A) Per il trasferimento si ricorre all’uso di EDTA (chela Ca2+ e Mg2+, indispensabili per l’adesione) e/o di
tripsina (degrada le proteine della matrice).
B) Avvenuto il distacco l’azione dell’EDTA e della tripsina viene neutralizzata dall’aggiunta di nuovo
mezzo di coltura che contiene cationi divalenti in eccesso ed inibitori della tripsina.
C) Le cellule vengono quindi contate e seminate in nuove piastre.
Il tempo necessario alle cellule per duplicarsi è di circa 20-24 ore a seconda del tipo cellulare.
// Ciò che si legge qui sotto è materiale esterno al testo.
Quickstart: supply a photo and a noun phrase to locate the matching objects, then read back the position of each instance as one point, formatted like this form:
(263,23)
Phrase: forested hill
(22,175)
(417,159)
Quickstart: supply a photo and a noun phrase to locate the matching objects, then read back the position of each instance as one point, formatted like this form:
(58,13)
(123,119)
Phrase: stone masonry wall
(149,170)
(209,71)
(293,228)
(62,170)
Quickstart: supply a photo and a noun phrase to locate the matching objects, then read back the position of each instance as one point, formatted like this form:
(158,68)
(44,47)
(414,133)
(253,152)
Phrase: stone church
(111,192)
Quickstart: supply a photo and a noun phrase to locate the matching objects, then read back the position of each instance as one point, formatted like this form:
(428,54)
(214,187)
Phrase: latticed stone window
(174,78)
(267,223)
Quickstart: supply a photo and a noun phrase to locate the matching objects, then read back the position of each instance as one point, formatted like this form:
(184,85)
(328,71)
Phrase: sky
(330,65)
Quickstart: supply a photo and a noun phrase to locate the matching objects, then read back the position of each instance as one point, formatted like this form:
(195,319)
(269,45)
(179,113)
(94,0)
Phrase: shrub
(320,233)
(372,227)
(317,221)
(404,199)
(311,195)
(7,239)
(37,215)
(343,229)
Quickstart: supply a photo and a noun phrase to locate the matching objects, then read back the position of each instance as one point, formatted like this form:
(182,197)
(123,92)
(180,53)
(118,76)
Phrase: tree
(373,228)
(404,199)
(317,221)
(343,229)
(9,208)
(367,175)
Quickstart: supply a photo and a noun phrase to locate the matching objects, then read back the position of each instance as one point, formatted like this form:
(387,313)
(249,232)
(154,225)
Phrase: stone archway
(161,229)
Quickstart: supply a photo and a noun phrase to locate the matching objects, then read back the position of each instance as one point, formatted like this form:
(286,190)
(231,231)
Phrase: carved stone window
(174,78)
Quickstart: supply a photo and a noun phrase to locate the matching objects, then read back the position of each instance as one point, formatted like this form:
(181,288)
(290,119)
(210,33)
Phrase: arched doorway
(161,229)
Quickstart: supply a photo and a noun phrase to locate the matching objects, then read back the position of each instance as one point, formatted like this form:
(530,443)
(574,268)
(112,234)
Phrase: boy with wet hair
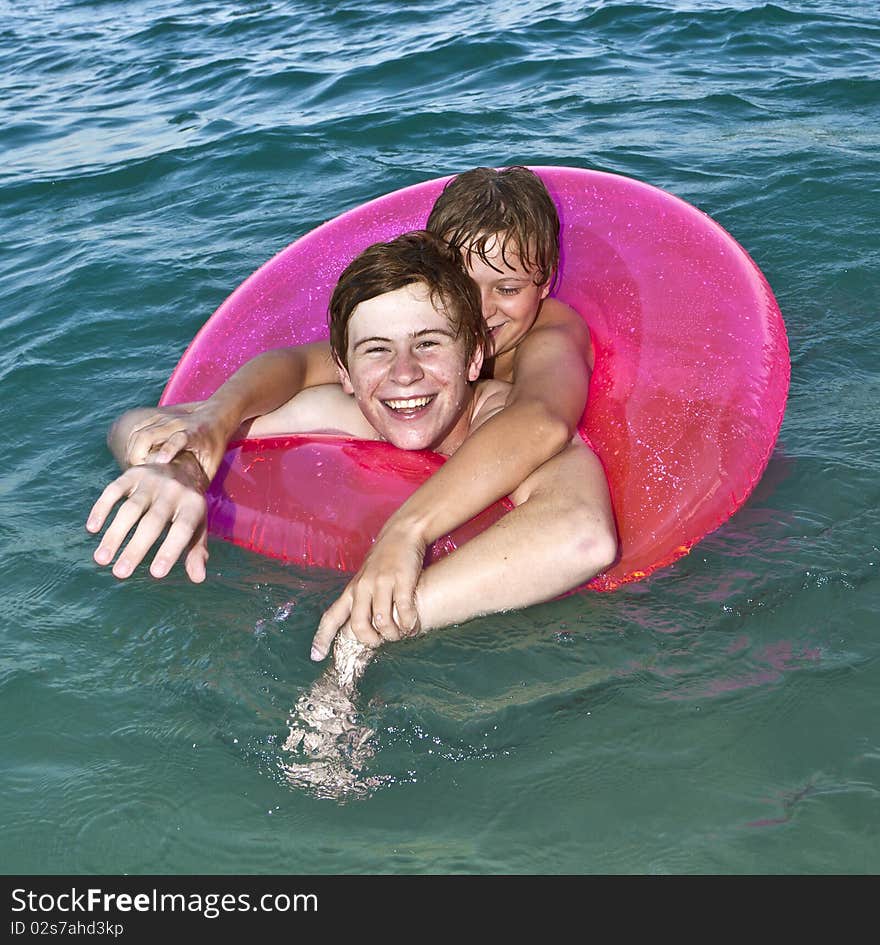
(480,203)
(505,225)
(408,338)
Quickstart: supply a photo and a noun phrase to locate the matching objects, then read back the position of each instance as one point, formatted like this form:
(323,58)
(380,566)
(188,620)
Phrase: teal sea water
(720,717)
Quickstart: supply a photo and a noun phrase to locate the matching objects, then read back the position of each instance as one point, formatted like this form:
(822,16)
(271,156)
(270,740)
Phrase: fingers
(186,532)
(333,619)
(406,614)
(142,440)
(176,443)
(196,562)
(154,501)
(108,498)
(150,527)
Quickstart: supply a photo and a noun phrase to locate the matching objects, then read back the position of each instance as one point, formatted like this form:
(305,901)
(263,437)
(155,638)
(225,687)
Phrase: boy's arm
(560,534)
(205,428)
(160,495)
(545,403)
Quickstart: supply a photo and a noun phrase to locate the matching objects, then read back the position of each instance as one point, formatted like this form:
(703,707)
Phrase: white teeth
(413,403)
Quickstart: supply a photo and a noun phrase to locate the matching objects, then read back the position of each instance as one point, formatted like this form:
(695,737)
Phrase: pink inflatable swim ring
(686,399)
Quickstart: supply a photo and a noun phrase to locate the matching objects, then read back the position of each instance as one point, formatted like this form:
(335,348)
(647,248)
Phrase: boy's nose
(488,302)
(406,369)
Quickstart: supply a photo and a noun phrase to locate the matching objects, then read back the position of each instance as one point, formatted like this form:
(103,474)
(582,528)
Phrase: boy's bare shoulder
(557,314)
(323,409)
(491,396)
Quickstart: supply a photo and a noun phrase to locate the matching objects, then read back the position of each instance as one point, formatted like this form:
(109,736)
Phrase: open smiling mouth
(408,406)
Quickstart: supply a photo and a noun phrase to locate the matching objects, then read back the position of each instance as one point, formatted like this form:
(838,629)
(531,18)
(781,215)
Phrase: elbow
(593,548)
(551,430)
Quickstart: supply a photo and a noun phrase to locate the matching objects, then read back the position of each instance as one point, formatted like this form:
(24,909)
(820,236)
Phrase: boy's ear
(344,379)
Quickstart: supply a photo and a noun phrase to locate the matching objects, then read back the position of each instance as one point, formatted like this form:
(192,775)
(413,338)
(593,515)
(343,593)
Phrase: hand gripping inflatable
(686,399)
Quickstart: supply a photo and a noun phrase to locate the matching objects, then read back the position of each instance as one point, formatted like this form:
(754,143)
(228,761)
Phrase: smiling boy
(506,228)
(408,336)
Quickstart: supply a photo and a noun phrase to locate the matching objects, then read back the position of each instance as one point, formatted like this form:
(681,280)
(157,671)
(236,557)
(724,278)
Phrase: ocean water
(720,717)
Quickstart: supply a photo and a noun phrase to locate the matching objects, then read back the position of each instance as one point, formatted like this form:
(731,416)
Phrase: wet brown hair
(415,257)
(512,204)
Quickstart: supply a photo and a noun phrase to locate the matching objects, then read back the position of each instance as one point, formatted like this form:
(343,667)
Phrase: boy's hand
(380,601)
(155,496)
(200,429)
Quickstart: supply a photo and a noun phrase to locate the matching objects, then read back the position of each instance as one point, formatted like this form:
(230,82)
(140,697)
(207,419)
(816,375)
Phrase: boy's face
(408,371)
(510,297)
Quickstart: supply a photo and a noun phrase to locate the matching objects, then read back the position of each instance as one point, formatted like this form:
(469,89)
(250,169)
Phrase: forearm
(559,536)
(498,570)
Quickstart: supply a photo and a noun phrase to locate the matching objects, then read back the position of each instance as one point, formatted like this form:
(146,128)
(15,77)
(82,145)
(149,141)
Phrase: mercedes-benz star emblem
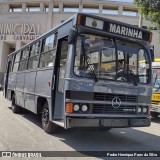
(116,102)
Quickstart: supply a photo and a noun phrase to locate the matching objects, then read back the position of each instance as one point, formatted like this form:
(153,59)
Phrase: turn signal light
(69,107)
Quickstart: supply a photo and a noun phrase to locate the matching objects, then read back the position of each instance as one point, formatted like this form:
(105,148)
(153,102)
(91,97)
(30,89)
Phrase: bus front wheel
(154,114)
(47,125)
(15,108)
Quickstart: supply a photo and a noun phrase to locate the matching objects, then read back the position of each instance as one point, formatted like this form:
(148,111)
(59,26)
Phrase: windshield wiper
(133,76)
(92,73)
(91,69)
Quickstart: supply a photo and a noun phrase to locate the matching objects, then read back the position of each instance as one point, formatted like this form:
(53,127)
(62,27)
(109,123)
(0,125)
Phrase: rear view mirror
(71,36)
(152,53)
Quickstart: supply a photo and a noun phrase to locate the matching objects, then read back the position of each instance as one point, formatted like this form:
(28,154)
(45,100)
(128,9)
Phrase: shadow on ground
(91,139)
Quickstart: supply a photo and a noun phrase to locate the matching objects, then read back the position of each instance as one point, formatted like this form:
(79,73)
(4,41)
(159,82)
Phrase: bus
(155,107)
(70,75)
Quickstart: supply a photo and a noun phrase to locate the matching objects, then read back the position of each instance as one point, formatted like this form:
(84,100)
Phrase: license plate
(156,97)
(140,122)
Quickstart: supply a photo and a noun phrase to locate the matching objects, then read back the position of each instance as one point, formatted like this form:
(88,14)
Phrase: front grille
(156,102)
(108,109)
(109,97)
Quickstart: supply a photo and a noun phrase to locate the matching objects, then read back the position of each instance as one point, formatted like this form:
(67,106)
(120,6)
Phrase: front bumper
(105,122)
(155,108)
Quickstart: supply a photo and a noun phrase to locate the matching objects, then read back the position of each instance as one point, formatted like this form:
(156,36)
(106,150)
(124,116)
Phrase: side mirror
(71,36)
(152,53)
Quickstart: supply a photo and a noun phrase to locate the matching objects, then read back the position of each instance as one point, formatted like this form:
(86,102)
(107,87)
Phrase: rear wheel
(15,108)
(47,125)
(154,114)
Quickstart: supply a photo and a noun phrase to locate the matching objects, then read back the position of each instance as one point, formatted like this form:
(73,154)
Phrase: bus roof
(104,24)
(114,27)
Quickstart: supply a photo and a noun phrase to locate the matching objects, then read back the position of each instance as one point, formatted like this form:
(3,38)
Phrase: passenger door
(61,60)
(8,69)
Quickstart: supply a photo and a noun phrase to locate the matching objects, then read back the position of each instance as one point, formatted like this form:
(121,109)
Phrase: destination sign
(125,31)
(116,28)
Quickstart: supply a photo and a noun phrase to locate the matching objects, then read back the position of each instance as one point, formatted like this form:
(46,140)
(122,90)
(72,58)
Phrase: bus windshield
(107,58)
(156,80)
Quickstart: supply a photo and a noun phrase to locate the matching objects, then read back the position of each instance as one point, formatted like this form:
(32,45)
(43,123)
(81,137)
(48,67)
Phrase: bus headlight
(139,110)
(76,107)
(84,108)
(144,109)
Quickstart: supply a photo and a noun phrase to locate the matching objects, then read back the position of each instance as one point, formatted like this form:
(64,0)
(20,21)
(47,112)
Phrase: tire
(154,114)
(15,108)
(47,125)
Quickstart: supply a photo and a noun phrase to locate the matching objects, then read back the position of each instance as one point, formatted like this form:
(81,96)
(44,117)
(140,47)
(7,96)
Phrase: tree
(151,10)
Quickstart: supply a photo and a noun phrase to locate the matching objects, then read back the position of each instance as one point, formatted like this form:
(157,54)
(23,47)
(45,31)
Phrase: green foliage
(151,10)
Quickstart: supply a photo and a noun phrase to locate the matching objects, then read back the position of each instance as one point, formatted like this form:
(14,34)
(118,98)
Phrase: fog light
(144,110)
(84,108)
(76,107)
(139,110)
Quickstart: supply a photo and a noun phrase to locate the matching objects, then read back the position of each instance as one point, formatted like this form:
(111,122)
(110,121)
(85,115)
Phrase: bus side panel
(11,84)
(19,89)
(43,82)
(29,87)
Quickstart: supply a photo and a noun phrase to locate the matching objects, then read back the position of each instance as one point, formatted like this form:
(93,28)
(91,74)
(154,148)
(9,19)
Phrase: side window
(16,62)
(47,56)
(34,55)
(23,61)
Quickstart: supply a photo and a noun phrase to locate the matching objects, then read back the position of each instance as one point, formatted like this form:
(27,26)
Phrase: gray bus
(84,73)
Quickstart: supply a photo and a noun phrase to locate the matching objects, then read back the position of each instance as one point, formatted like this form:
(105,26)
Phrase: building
(23,20)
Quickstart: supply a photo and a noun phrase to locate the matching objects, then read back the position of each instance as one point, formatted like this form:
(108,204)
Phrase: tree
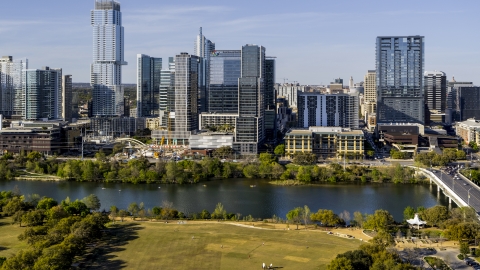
(435,215)
(326,217)
(267,158)
(46,203)
(122,214)
(341,263)
(279,150)
(14,205)
(306,215)
(379,221)
(345,215)
(219,211)
(408,213)
(294,216)
(133,209)
(223,152)
(358,219)
(464,248)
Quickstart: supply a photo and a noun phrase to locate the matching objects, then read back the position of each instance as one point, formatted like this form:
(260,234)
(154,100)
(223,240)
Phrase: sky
(315,41)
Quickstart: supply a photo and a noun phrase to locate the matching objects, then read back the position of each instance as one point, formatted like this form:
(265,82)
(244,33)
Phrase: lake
(262,201)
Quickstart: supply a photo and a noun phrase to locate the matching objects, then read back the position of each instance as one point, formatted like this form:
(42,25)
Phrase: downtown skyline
(313,42)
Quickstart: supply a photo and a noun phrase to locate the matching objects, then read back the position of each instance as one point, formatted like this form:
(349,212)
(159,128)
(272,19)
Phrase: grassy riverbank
(9,243)
(214,245)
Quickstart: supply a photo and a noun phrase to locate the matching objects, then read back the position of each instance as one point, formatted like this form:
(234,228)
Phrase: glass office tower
(12,97)
(148,85)
(399,75)
(203,48)
(250,130)
(225,69)
(43,93)
(108,50)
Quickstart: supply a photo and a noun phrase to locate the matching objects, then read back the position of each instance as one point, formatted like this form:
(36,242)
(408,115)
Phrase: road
(461,187)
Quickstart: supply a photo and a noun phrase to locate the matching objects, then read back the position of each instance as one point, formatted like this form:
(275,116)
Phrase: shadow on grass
(100,256)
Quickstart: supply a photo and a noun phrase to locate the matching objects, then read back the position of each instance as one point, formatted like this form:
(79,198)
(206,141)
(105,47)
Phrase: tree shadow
(100,256)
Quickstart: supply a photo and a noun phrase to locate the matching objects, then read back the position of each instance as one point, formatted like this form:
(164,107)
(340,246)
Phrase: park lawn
(9,243)
(155,245)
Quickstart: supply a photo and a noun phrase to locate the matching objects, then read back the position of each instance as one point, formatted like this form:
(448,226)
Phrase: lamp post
(468,201)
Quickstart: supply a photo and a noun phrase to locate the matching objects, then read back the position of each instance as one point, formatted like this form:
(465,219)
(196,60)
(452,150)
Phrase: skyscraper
(225,69)
(203,48)
(43,93)
(400,66)
(370,92)
(108,50)
(250,129)
(186,95)
(12,97)
(435,91)
(167,93)
(148,85)
(67,97)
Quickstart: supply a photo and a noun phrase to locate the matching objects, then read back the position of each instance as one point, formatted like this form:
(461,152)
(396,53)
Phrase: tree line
(140,170)
(56,232)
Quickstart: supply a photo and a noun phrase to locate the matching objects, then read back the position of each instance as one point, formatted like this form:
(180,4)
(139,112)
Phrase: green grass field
(9,244)
(147,245)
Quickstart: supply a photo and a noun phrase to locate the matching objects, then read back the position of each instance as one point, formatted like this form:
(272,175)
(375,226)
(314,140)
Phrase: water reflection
(237,196)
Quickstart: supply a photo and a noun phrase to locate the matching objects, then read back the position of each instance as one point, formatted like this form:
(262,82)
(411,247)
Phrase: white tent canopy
(416,221)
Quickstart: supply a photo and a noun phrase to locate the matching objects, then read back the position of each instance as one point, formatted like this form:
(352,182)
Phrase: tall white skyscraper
(108,50)
(203,48)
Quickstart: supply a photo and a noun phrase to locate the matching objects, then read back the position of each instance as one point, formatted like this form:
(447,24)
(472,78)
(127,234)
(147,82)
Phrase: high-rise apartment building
(108,51)
(67,97)
(43,93)
(270,100)
(370,92)
(435,83)
(186,95)
(250,129)
(225,69)
(148,85)
(203,48)
(329,110)
(167,94)
(400,68)
(12,97)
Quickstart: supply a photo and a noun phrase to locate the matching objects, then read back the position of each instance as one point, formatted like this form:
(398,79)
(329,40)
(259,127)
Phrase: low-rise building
(326,142)
(469,130)
(41,139)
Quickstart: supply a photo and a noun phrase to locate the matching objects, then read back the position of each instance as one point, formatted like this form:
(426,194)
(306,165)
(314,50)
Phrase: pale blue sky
(314,41)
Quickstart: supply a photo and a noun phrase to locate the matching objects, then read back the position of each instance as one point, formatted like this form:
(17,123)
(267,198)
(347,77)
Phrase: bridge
(462,191)
(138,143)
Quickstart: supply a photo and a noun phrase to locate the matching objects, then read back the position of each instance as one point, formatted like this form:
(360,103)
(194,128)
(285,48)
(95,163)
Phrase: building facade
(108,58)
(67,98)
(250,128)
(148,85)
(225,70)
(370,92)
(12,97)
(43,93)
(315,109)
(203,49)
(399,75)
(326,142)
(435,91)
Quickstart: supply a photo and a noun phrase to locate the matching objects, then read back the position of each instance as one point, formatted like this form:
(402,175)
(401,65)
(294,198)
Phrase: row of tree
(56,232)
(189,171)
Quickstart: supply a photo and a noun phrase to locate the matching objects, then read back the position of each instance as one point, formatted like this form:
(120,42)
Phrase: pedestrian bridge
(462,191)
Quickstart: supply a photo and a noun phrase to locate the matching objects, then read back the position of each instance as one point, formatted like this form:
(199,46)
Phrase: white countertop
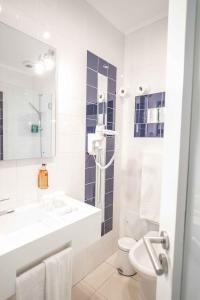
(34,231)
Linee cellulari particolarmente utilizzate.
3T3 fibroblast (mouse)
BHK21 fibroblast (Syrian hamster)
MDCK epithelial cell (dog)
HeLa epithelial cell (human)
PtK1 epithelial cell (rat kangaroo)
L6 myoblast (rat)
PC12 chromaffin cell (derived from a rat pheochromocytoma)
COS fibroblast (monkey)
CHO ovary (chinese hamster)
HEK-293 generated by transformation of embryonic kidney cells (human)
Conservazione delle cellule in azoto liquido
Per la conservazione delle cellule per lunghi periodi si ricorre alla conservazione in azoto liquido (-196°C).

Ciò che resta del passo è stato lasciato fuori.